Les informations de Solovioff, confirmant le rapport d’Hodgson, provoquèrent la démission de Mme de Morsier, de M. Jules Baissac et des autres membres les plus sérieux de la branche parisienne Isis(C), qui avait été organisée en 1884 sous la présidence d’un ancien membre de la Commune, Louis Dramard, ami intime de Benoît Malon et son collaborateur à la Revue Socialiste(10) ; aussi cette branche ne tarda-t-elle pas à être obligée de se dissoudre, et Dramard attribua ce résultat aux menées des « cléricaux »(11). Un peu plus tard, une autre branche fut constituée pour remplacer l’Isis par Arthur Arnould(12), ancien « communard » lui aussi (de même encore qu’Edmond Bailly, l’éditeur des publications théosophistes), et reçut le titre distinctif d’Hermès ; elle compta d’abord parmi ses membres le Dr Gérard Encausse (Papus), qui en était le secrétaire, et plusieurs occultistes de son école(13). Mais, en 1890, à la suite d’un différend dont les causes n’ont jamais été complètement éclaircies, Papus et ses partisans démissionnèrent ou furent expulsés ; Papus lui-même prétendit ensuite que, alors qu’il avait déjà donné sa démission, il avait appris des faits particulièrement graves qui l’auraient déterminé à demander son expulsion(14). Quoi qu’il en soit, cette affaire provoqua encore la dissolution de l’Hermès, qui fut décidée le 8 septembre 1890, et une autre réorganisation eut lieu presque aussitôt ; la nouvelle branche, appelée Le Lotus, fut aussi présidée par Arthur Arnould, « sous la haute direction de Mme Blavatsky », et elle devait à son tour, en 1892, être transformée en « Loge Ananta ». Par la suite, les théosophistes accusèrent à maintes reprises les occultistes français de « faire de la magie noire » ; leurs adversaires ripostèrent en leur reprochant leur « orgueil » et leur « ivresse mentale ». Du reste, les querelles de ce genre sont loin d’être rares entre les différentes écoles que l’on peut appeler « néo-spiritualistes », et elles sont presque toujours d’une violence et d’une âpreté inouïes ; comme nous le faisions déjà remarquer précédemment, tous ces gens qui prêchent la « fraternité universelle » feraient bien de commencer par faire preuve de sentiments un peu plus « fraternels » dans les rapports qu’ils ont entre eux(15).

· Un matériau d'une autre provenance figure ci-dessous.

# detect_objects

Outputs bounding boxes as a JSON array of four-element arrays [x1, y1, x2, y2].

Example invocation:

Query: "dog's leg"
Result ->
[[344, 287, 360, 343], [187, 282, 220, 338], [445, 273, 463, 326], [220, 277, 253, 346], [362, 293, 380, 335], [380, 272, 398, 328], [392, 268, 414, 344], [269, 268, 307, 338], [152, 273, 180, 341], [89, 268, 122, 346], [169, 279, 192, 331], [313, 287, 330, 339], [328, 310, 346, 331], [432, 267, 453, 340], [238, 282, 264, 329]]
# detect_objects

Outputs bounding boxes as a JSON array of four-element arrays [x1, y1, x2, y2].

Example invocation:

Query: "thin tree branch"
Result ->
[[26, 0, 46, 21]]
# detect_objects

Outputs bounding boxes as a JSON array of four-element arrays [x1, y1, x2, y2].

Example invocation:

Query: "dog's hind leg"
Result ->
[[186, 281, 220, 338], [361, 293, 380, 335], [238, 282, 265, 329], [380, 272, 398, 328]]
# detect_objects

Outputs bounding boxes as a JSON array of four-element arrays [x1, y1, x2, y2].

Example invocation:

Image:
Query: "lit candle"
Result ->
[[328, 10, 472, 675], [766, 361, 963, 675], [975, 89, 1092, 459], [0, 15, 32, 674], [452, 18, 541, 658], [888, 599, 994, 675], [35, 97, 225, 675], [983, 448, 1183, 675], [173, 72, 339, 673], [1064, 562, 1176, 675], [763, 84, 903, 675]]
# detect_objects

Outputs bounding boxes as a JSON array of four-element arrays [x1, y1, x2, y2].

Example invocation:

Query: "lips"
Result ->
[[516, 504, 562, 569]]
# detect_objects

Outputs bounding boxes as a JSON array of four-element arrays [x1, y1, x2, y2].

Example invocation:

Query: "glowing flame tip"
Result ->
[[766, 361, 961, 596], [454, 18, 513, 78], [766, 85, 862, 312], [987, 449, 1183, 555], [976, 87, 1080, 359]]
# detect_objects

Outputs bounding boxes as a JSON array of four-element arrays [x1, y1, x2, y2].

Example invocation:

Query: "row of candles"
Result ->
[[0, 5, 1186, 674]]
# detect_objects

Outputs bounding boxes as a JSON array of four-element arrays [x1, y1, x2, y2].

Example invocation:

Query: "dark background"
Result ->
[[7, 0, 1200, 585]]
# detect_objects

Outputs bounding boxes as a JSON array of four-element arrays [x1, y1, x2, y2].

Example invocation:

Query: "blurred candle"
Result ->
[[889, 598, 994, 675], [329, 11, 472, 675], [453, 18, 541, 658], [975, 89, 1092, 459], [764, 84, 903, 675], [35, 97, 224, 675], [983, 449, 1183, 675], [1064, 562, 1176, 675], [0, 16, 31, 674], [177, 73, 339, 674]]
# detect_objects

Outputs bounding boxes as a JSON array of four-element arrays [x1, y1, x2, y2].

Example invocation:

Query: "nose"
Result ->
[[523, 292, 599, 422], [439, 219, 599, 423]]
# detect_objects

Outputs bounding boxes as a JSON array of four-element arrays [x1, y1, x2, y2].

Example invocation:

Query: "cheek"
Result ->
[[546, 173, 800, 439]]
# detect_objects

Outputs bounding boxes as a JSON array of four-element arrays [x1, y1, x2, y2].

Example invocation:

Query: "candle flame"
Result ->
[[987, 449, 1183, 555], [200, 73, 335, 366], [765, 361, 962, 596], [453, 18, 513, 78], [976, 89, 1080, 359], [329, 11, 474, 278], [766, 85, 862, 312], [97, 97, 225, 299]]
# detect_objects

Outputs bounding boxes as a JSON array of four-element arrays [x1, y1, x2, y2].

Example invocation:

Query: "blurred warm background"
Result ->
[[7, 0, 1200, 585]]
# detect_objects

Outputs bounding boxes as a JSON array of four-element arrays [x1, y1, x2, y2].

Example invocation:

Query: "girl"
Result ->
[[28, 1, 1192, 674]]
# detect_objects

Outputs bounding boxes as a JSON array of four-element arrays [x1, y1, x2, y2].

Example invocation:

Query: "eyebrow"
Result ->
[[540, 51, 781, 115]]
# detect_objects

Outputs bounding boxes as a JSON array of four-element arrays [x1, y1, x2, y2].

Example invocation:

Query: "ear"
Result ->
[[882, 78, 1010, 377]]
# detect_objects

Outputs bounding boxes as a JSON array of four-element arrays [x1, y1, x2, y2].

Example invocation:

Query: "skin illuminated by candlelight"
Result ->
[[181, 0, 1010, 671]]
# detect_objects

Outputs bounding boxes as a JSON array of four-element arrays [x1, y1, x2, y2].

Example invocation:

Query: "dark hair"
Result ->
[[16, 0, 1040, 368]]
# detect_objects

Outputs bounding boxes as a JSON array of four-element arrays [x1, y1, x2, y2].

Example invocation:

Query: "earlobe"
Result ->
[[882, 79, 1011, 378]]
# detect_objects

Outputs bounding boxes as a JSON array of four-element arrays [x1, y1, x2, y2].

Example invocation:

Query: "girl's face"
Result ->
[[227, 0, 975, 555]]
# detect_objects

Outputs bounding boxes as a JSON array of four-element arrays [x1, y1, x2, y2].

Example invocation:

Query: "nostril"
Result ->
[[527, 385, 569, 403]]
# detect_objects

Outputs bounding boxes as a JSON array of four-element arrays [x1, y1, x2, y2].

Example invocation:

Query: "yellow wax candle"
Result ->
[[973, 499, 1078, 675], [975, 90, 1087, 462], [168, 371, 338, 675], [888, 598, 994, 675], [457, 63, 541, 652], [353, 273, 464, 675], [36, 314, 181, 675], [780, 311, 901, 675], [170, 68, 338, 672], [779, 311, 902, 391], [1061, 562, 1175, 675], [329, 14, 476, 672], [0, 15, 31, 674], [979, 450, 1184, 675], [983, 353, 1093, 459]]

Pour ce qui est spécialement de l’accusation de « magie noire », elle est celle que les théosophistes portent le plus habituellement, et à peu près indistinctement, contre tous ceux qu’ils regardent comme leurs ennemis ou leurs concurrents ; nous avons déjà vu cette accusation formulée contre les membres de l’« Ordre de la Rosée et de la Lumière », et nous en trouverons encore un autre cas plus loin, cette fois dans une dispute entre théosophistes. D’ailleurs, Mme Blavatsky elle-même fut la première à donner l’exemple d’une semblable attitude, car, dans ses ouvrages, elle fait de fréquentes allusions aux « magiciens noirs », qu’elle appelle aussi Dougpas et « Frères de l’Ombre », et qu’elle oppose aux « Adeptes » de la « Grande Loge Blanche ». En réalité, les Dougpas sont, au Thibet, les Lamas rouges, c’est-à-dire les Lamas du rite primitif, antérieur à la réforme de Tsong-khapa ; les Lamas jaunes, ceux du rite réformé, sont appelés Gelougpas, et il n’y a d’ailleurs aucun antagonisme entre les uns et les autres. On peut se demander pourquoi Mme Blavatsky avait voué aux Dougpas une telle haine ; peut-être est-ce tout simplement qu’elle avait échoué dans quelque tentative pour entrer en relations avec eux, et qu’elle en avait ressenti un profond dépit ; c’est du moins, sans que nous puissions rien affirmer d’une façon absolue, l’explication qui nous paraît la plus vraisemblable, et d’ailleurs la plus conforme au caractère colère et vindicatif que ses meilleurs amis n’ont pu s’empêcher de reconnaître à la fondatrice de la Société Théosophique.